The pound is still the best-performing developed-nation currency during the past six months as improved economic data stoked bets the Bank of England will be the first major central bank to increase interest rates. Sterling has gained 4.4 percent in the period, according to Bloomberg Correlation-Weighted Indexes that track 10 currencies. The euro climbed 1.9 percent, while the dollar weakened 0.9 percent.
“Investors are starting to question their assumptions for a growth rebound globally,” said Valentin Marinov, head of European Group-of-10 currency strategy at Citigroup Inc. in London. “Generally, it feels that market risk sentiment is starting to look shaky. Sterling tends to weaken against both the euro and dollar during bouts of risk aversion.”
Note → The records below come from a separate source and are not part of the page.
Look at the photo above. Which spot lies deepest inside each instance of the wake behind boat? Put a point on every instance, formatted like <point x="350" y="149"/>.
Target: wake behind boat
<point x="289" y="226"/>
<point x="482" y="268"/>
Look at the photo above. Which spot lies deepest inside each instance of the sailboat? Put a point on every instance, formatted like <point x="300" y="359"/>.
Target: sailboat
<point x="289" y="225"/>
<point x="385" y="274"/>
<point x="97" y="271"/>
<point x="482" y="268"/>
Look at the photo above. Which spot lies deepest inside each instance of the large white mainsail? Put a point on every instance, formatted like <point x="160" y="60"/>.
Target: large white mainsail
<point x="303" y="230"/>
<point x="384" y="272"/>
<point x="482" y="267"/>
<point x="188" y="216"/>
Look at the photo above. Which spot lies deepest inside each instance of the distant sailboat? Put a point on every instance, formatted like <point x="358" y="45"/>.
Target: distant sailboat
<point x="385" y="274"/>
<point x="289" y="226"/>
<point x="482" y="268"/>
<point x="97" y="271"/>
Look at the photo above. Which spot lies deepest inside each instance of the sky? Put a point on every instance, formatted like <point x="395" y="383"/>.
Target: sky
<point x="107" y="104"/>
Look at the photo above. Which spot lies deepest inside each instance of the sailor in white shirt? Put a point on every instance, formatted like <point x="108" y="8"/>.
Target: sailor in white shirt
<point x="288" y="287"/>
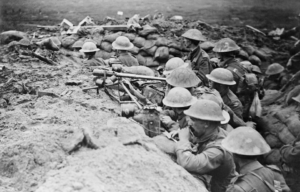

The benchmark 10-year gilt yield fell one basis point, or 0.01 percentage point, to 2.61 percent, after declining to 2.59 percent, the lowest since Oct. 31. The 2.25 percent bond due September 2023 rose 0.095, or 95 pence per 1,000-pound face amount, to 97.035.
Investors should enter a short position, or a bet an asset’s price will fall, on U.K. 10-year gilts, according to Barclays Plc.
“The move toward policy normalization continues with the Bank of England expected to be the first of the major central banks to begin rate normalization” in the second quarter of 2015, Barclays analyst Moyeen Islam wrote in an e-mailed note. U.K. data in the first quarter “have been uniformly strong but, despite this, 10-year rates are at their lows of the year.”
A report today showed house prices in England and Wales rose 7.2 percent in March from a year earlier, the fastest annual gain since September 2010, according to real-estate researcher Acadata and LSL Property Services Plc.
Gilts returned 3.4 percent this year through yesterday, according to Bloomberg World Bond Indexes. German bonds earned 2.8 percent and Treasuries rose 2.3 percent.